Dólar fecha a R$ 5 com cautela por guerra e no aguardo do Copom
O comunicado mais conservador do Federal Reserve (Fed, o banco central norte-americano) e, sobretudo, os sinais de que o conflito entre Estados Unidos e Irã está longe de terminar adicionaram um viés mais cauteloso para os operadores do mercado financeiro, com o dólar ganhando força globalmente. Por fim, o segmento à vista da moeda norte-americana fechou em alta de 0,39%, a R$ 5,0018 nesta quarta-feira, que contará ainda com a decisão do Comitê de Política Monetária (Copom) em breve.
O dólar à vista oscilou de R$ 4,9795 (mínima pela manhã) a R$ 5,0138 (máxima à tarde) e o contrato futuro para maio marcava alta de 0,56%, a R$ 5,0045, por volta das 17h, enquanto o índice DXY – que mede a divisa norte-americana contra uma cesta de pares fortes – avançava 0,21%.
“Estamos em um dia de apreensão, com grande fator sendo a guerra contra o Irã.
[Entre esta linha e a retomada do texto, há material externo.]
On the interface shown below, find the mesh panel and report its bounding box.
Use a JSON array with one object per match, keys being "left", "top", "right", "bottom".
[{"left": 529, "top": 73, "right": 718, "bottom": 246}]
Um ‘vai-não vai’ sobre a expectativa de um acordo”, disse o economista-chefe da BGC Liquidez, Felipe Tavares.
Segundo a Axios, Trump indicou que o bloqueio no estreito de Ormuz seguirá até que haja um acordo nuclear com o país persa e o Comando Central dos EUA preparou um plano para uma onda de ataques “curta e poderosa” na esperança de quebrar o impasse nas negociações. Como resultado, o petróleo saltou mais de 5%, com o WTI para junho a US$ 106,88 e o Brent para julho a US$ 110,44 por barril.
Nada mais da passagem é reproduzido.